Start – Santa Comba Dão; End – Seia; Distance – 94 miles (151km)
The Dão is off-the-beaten-track Portugal in a nutshell. Get ready to slow tour the country's rural heartland, an enticing ensemble of vineyards, pine and eucalyptus woods, family-run wineries and whitewashed villages full of sleepy charisma. Cellar tours, manor house sleeps, hearty meals with beefy red wines and hikes in the wilds of the country's highest peaks in Serra da Estrela all await. Carregal do Sal is home to Quinta de Cabriz, the headquarters of Dão Sul, one of the region's foremost wine producers, where 38 hectares (94 acres) of vines fan out from an 18th-century manor house. Here you can stock up at the wine boutique, savor regional dishes expertly paired with wines in the restaurant, enjoy a tasting or join a guided tour of the vineyards. In Santar, visitors head to Paço dos Cunhas de Santar, a 17th-century estate, where you can tour the vineyard before a tasting of its noble wines and olive oils, which go nicely with the seasonal, creative takes on regional cuisine in the contemporary restaurant.
Highlands and history in Portugal's interior
Start – Coimbra; End – Mata Nacional do Buçaco; Distance – 480 miles (770km)

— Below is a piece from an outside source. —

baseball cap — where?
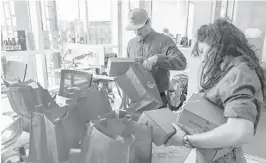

This wide-ranging trip takes in many Portuguese historic highlights, from the buzzing university town of Coimbra to stern borderland fortresses, intermingled with picturesque villages and the natural majesty of the Serra da Estrela. Highlights along the journey include the mountain town of Manteigas, which enjoys a spectacular natural setting cradled at the foot of the beautiful Vale do Zêzere, with high peaks and forest-draped slopes dominating the horizon in all directions. The stunning village of Monsanto towers high above the surrounding plains. A stroll through its steeply cobbled streets, lined with stone houses that seem to merge with the boulder-strewn landscape, is reason enough to make the drive. Viseu has a well-preserved historical center that offers numerous enticements: cobbled streets, meandering alleys, leafy public gardens and a central square – Praça da República, aka the “Rossio” – graced with bright flowers and fountains.